A celebration and deflation of stadium and progressive rock. Old farts that are cool enough for young hipsters to like. Very smart music by very smart guys.

Information: Queen Online
Suggested first purchase/best of: Greatest Hits (1994)
Suggested first album: A Night at the Opera

A Night at the Opera (1975) -- The big, fun, bombastic album: the one with "Bohemian Rhapsody."  To go along with that masterpiece are a number of other pastiches like "Lazing on a Sunday Afternoon" and "Good Company," some ballads like "Love of My Life," and some good pop like "You're My Best Friend."  This and that fills out the album, and sometimes it hits me right and sometimes not, but it's always fairly enjoyable. B

Flash Gordon (1981) -- I don't have this, but I've heard it enough. It's better than the movie (which is just stupid, unless you like it on some camp level or something), and it's kind of interesting to listen to (even with, or perhaps in part because of, audio from the movie). B

Greatest Hits (1992) -- This and Classic Queen are really all you need if you're not a serious Queen fan (even though they didn't include "Don't Try Suicide" and possibly a few others than fans would have picked, but you can't have them all), and Greatest Hits is a better, brighter collection than Classic Queen (though you need them both). It has the sports anthems "We Will Rock You" and "We are the Champions" and many of the other songs that made them famous. The more "gay" songs are the highlights for me, with "Killer Queen," "Good Old Fashioned Lover Boy," and the super-hyper "Don't Stop Me Now" standing tall. Every song is good, even sometimes "Body Language." A

Classic Queen (1992) -- Not quite as good as Greatest Hits but still pretty great, this collection covers the stuff that couldn't fit on the first collection (focusing on their latter albums where Greatest Hits focused on their earlier ones), including the famous "Bohemian Rhapsody" and the excellent "Under Pressure." If you prefer stadium rock to gay rock, you'll like this collection better; it also has a darker feel, probably because of the problems (AIDS and death, among other things) Queen was going through at the end of the band's career. B

Greatest Hits (1994) -- Yet another one called Greatest Hits (there was also one in 1992 and 1981), this one is slightly better, including the songs "Flash" and "Bohemian Rhapsody," so if you need one single disc, this might be it.
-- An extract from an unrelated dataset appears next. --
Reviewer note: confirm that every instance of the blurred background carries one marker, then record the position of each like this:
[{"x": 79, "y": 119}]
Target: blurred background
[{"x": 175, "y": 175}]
Greatest Hits I and II (1995) -- The non-US version of the above two albums, this is sold together as one set and replaces the songs "Body Language," "Stone Cold Crazy," "One Year of Love," "Tie Your Mother Down," "These are the Days of Our Lives," and "Keep Yourself Alive" with "Flash," "Innuendo," "It's a Hard Life," Breakthrough," "The Invisible Man," and "A Friend is a Friend." Having heard none of the latter songs (except "Flash") I can't say which collection is better, though I can say that all of the songs being replaced are the more mediocre ones and that this collection comes with a 40 page booklet.

Greatest Hits: We Will Rock You Edition (2004) -- Yet another greatest hits named Greatest Hits. Too many by this point. This one has bonus tracks. Whatever. Any of them are good. Maybe just buy the albums?